Se suele decir que la realidad supera a la ficción. Esta sentencia, cuyo poder radica en la anomalía de aquello a lo que hace alusión, está tan manida que su significado ha perdido casi todo su valor e impacto. A pesar de que la gente se empeñe en acompañarla de gestos de sorpresa, uno cada vez tiene más claro –a medida que va viendo más y más cine– que lo realmente sorprendente y difícil es conseguir que la ficción se asemeje a la realidad, que sea un calco de ésta. Cuando se consigue que la ficción y la realidad sean lo mismo, entonces brota en la pantalla lo que todo artista anhela: La vida y nada más.
Un título que no podía ser más acertado, tan llano en su forma como definitivo en su fondo, que nos presenta un retrato casi documental de UNA vida (en concreto) que funciona como sinécdoque de LA vida (en general)… y nada más. Y es que la gran virtud del film es que a pesar de narrar el drama de una familia negra en una Florida oscura y hostil, el realizador español Antonio Méndez Esparza –también un extranjero en el país norteamericano– consigue contarlo de manera tan veraz y humana que en la mente del espectador una frase se columpia incesantemente, a pesar de que este nada tenga que ver con la etnia afroamericana ni sus tribulaciones en tierra ajena: “la vida es así”. Y cuando decimos «es así» no estamos hablando sólo de las semejanzas de la película con la vida, sino también de cómo es esta última y qué le hace ser como es, la disposición de los hilos que lleva a cabo la realidad para poder tejerse a sí misma y funcionar como funciona, y no tanto una descripción de ella. Tan real es que una madre quiera tan incondicionalmente a su hijo que le permita amargarle la vida, como la rebeldía adolescente que lo enturbia todo y genera una tensión constante que no llega a explotar, como que una chica acompañe a su hermana a un casting y acabe llevándose ella el papel… la vida es así.

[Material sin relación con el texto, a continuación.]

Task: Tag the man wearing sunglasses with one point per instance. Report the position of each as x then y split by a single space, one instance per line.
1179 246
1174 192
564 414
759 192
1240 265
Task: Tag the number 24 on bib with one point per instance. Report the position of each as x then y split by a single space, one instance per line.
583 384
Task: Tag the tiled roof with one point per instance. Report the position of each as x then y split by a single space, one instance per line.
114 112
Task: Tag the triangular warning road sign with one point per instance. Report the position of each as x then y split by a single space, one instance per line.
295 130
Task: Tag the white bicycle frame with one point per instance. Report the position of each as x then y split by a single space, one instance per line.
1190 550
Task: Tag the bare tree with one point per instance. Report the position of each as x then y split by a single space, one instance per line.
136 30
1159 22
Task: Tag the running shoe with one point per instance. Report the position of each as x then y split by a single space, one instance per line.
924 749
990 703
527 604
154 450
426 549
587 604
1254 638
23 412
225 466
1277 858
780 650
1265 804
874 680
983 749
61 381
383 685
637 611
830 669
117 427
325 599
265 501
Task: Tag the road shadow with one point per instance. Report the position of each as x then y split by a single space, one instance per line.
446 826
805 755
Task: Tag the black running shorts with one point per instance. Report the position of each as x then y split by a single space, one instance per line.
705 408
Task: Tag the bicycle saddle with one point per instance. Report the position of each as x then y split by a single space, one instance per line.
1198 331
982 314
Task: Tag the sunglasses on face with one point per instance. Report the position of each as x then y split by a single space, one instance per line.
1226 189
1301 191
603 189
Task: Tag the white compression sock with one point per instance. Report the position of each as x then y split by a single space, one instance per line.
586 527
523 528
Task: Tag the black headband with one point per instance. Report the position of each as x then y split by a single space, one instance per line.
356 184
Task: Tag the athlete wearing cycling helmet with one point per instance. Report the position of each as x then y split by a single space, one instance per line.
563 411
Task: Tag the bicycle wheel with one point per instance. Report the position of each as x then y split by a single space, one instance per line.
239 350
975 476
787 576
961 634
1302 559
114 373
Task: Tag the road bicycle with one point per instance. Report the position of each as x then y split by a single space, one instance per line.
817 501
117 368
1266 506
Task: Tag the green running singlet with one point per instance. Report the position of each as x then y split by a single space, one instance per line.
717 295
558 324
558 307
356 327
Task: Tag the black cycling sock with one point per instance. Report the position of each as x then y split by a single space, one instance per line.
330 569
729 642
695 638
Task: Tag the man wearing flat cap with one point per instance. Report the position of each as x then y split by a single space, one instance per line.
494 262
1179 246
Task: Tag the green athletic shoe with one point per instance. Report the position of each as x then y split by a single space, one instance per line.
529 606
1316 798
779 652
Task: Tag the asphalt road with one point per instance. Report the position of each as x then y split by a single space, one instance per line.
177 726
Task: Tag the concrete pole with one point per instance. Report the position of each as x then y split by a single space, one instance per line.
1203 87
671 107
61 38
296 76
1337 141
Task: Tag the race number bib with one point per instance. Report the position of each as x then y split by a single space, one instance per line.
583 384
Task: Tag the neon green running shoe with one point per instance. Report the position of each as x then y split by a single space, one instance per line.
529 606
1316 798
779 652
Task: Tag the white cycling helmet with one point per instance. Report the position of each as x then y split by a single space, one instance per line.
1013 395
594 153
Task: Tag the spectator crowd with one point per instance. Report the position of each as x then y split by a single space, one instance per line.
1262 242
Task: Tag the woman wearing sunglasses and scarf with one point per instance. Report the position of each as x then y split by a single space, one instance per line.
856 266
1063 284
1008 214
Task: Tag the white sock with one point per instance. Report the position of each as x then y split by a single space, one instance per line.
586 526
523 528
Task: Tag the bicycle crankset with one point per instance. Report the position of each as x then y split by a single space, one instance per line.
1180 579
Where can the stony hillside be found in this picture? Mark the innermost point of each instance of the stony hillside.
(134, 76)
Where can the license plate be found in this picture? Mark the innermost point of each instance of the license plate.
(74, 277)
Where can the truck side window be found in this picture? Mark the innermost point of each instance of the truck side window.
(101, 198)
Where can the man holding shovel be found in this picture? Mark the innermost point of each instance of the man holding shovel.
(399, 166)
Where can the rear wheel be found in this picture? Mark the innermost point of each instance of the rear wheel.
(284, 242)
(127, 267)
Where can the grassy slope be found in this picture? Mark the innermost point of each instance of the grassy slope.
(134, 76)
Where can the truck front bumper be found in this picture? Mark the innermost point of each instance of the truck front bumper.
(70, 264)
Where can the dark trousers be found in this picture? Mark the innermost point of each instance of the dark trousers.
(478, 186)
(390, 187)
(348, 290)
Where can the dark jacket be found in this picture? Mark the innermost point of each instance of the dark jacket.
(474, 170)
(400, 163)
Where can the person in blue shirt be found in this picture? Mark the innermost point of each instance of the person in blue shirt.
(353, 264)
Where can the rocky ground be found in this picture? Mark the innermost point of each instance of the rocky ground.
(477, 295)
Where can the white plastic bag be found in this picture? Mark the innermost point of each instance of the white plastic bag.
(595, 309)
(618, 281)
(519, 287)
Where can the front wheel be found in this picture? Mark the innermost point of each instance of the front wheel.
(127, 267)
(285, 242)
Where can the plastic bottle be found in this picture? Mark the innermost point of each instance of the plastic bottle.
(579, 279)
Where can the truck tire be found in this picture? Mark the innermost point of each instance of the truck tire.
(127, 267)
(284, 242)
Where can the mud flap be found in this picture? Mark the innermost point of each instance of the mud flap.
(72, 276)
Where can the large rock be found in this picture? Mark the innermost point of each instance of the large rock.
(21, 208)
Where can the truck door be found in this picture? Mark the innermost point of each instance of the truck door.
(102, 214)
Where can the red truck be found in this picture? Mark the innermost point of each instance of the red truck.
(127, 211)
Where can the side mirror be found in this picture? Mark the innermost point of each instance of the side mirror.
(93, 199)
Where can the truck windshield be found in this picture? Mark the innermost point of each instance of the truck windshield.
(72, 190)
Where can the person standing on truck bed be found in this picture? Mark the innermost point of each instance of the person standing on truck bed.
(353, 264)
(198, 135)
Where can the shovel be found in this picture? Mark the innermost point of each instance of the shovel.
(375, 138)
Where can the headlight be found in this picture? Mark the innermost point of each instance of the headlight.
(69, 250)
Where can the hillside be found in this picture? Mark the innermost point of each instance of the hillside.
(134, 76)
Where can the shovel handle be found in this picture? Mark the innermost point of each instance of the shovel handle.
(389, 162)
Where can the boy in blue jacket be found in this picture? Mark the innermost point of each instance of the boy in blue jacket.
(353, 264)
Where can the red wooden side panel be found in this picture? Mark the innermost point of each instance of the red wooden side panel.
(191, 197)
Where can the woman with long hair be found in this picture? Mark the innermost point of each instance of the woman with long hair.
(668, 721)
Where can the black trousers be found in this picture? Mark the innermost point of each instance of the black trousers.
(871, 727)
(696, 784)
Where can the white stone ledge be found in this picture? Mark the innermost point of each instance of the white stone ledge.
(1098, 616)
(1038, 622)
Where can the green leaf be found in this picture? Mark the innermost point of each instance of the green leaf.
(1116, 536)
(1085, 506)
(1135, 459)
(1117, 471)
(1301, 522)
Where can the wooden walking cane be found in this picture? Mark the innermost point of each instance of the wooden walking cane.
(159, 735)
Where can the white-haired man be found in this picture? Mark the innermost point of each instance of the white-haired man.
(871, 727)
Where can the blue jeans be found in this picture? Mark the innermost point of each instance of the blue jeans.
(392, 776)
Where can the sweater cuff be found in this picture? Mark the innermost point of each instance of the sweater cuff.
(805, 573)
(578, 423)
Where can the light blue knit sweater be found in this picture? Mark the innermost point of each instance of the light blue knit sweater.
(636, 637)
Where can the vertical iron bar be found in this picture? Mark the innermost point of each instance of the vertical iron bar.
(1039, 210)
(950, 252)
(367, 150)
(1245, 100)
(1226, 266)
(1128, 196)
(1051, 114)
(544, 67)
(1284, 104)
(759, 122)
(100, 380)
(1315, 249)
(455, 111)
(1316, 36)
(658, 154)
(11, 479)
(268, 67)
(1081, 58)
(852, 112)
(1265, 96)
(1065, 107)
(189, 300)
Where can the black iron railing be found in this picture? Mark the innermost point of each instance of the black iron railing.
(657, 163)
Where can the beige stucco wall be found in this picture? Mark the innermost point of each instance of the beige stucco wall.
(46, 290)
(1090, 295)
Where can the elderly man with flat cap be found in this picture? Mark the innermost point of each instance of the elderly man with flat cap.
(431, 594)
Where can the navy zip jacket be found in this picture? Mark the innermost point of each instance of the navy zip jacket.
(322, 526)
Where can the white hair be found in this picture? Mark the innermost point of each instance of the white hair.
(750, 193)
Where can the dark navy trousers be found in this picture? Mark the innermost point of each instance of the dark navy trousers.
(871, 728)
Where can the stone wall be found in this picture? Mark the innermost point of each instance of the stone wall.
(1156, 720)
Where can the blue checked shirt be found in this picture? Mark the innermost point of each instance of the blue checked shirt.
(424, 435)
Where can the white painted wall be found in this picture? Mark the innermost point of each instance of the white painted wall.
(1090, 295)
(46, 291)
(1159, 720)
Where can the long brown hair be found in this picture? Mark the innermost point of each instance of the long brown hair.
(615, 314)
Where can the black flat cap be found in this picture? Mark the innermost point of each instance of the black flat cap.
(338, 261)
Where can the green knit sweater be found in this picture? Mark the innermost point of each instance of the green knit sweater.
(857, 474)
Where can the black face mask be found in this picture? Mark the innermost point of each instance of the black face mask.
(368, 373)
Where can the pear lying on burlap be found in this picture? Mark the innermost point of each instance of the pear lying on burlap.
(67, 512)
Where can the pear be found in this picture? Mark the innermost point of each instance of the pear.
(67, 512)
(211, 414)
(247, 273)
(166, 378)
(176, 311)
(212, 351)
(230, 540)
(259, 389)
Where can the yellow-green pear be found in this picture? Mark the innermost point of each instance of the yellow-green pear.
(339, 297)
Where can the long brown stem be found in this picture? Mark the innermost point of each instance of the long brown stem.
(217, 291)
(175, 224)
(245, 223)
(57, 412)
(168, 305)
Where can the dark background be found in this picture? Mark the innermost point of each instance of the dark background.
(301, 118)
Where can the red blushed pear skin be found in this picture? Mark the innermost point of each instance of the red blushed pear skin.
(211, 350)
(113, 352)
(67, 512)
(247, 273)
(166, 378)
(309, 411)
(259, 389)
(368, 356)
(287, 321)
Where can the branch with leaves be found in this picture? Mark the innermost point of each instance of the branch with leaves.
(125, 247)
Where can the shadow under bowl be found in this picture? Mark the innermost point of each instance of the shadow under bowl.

Y es que, muchas veces, la verdad mira por sus intereses propios y se le antoja poner delante del director de casting a una mujer real, con fuerza, intensidad y vida, pero que no posee ningún título que la acredite como actriz: en este caso, ella es Regina Williams. De esta forma, Esparza recupera la sana y siempre interesante costumbre de corrientes cinematográficas como el Neorrealismo italiano, el cine quinqui español o la Escuela de Barcelona de los años 60, en las que se trabajaba principalmente con actores no profesionales. En La vida y nada más (2017), la verdad se desnuda gracias a unos actores que, más que actuar, viven en frente de nuestros ojos, a la improvisación y libertad concedidas por Esparza tanto a sus actores como a la planificación del rodaje, y a una cámara que no juzga, que es invisible e imparcial. Regina Williams, portento y cabeza indiscutible del elenco actoral, es una mujer cuyo recurso interpretativo es precisamente ese: ser una mujer real. Ella es, pero ha de serlo en la ficción, así que ¿es ella o su personaje? La realidad y la ficción se mezclan, se confunden; mejor dicho: se funden hasta ser lo mismo. Misión cumplida.